Number of Islands medium

Problem Statement

Given an m x n 2D binary grid grid which represents a map of '1's (land) and '0's (water), return the number of islands.

An island is surrounded by water and is formed by connecting adjacent lands horizontally or vertically. You may assume all four edges of the grid are all surrounded by water.

Example 1

Input: grid = [ ["1","1","1","1","0"], ["1","1","0","1","0"], ["1","1","0","0","0"], ["0","0","0","0","0"] ] Output: 1

Example 2

Input: grid = [ ["1","1","0","0","0"], ["1","1","0","0","0"], ["0","0","1","0","0"], ["0","0","0","1","1"] ] Output: 3

Steps

1. Initialization: Create a variable numIslands to count the number of islands, initialized to 0. Also create a function dfs to perform Depth-First Search.

2. Iteration: Iterate through each cell of the grid.

3. Island Detection: If a cell contains '1' (land) and hasn't been visited, it signifies a new island. Increment numIslands.
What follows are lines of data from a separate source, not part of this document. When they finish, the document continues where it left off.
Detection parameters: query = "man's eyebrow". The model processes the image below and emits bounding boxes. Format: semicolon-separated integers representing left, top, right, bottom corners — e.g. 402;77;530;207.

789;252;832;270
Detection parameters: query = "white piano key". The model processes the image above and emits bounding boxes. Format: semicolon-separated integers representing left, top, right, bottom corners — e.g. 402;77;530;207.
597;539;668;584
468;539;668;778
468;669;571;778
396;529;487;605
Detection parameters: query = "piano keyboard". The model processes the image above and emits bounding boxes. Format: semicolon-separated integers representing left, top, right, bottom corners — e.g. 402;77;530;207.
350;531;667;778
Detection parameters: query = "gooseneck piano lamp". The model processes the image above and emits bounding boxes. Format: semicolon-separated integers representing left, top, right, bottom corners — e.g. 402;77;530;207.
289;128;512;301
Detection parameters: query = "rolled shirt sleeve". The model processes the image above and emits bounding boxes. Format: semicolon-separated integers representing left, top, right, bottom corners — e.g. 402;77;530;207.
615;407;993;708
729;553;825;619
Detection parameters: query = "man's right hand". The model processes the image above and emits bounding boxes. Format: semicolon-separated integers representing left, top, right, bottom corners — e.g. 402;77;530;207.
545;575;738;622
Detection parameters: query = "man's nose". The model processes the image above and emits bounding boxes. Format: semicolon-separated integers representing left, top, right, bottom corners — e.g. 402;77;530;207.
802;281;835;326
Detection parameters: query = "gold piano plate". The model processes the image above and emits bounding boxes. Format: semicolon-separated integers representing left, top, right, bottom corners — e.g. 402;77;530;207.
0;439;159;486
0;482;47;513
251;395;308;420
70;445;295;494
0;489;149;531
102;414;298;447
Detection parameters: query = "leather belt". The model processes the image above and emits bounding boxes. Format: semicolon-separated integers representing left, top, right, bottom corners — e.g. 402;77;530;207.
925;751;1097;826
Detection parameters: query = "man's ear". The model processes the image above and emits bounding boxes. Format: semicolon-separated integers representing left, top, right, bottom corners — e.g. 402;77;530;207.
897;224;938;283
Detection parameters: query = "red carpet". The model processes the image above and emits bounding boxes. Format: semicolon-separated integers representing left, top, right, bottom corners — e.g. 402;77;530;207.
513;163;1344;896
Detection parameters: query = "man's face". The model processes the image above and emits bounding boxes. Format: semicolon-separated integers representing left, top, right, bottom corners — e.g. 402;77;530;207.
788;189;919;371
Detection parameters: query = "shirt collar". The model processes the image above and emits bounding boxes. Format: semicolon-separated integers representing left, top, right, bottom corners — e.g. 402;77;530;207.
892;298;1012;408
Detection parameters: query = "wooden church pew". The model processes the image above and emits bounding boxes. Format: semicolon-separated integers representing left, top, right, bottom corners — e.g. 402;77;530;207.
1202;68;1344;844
4. Depth-First Search (DFS): Call the dfs function to explore all connected land cells from the current cell. The dfs function marks visited cells as '0' to avoid revisiting them.

5. Return: After iterating through the entire grid, return numIslands.

Explanation

The core idea is to use Depth-First Search (DFS) to explore connected components of land. When we encounter a '1', we know we've found a new island. We then use DFS to mark all connected '1's as visited ('0') to prevent double-counting. This ensures that each distinct group of connected land cells is counted only once.

Code

function numIslands(grid: string[][]): number {
    let numIslands = 0;
    const rows = grid.length;
    const cols = grid[0].length;

    const dfs = (row: number, col: number) => {
        if (row < 0 || row >= rows || col < 0 || col >= cols || grid[row][col] === '0') {
            return;
        }
        grid[row][col] = '0'; // Mark as visited
        dfs(row + 1, col);
        dfs(row - 1, col);
        dfs(row, col + 1);
        dfs(row, col - 1);
    };

    for (let i = 0; i < rows; i++) {
        for (let j = 0; j < cols; j++) {
            if (grid[i][j] === '1') {
                numIslands++;
                dfs(i, j);
            }
        }
    }

    return numIslands;
};

Complexity

• Time Complexity: O(M * N), where M and N are the number of rows and columns in the grid, respectively. We visit each cell at most once.
• Space Complexity: O(M * N) in the worst case, which occurs when the entire grid is filled with land. This is due to the implicit recursive call stack used by DFS. In some cases, space complexity can be less depending on the structure of the islands. If you were to implement this iteratively using a stack, the space complexity would be O(min(M,N)) in the worst case.